Photos Alexandre Galliez (http://7doigts.com/fr/spectacles/24-cuisine-confessions)

On peut en faire, des choses, dans une cuisine. Préparer à manger, bien sûr, manger aussi, parler, partager des moments heureux ou plus tristes, draguer, rire... mais y installer un cirque, c'est plus inhabituel.

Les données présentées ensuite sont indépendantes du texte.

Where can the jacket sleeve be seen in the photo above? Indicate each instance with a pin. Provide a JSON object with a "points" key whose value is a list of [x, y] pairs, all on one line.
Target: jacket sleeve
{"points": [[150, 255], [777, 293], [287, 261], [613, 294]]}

C'est l'excellente idée de la compagnie Les sept doigts de la main, avec le spectacle Cuisine et confessions, une coproduction franco-canadienne, qui a des saveurs d'auberge espagnole et donc de cirque. Un mélange très original entre numéros de cirque dans un décor de cuisine, théâtre et performance interactive puisque le public est invité à casser des oeufs d'une seule main, à faire connaissance autour de quelques olives, à minuter la cuisson d'un gâteau, puis à goûter omelettes, pâtes et gâteaux confectionnés sur scène, pendant le temps du spectacle. Les artistes jonglent, bondissent, se contorsionnent, jouent avec un mât chinois... Et ils se confient, tant il est universel et vrai que la cuisine est le premier lieu où l'on se raconte et où l'humanité se retrouve. Un espace convivial où se joue tellement d'essentiel...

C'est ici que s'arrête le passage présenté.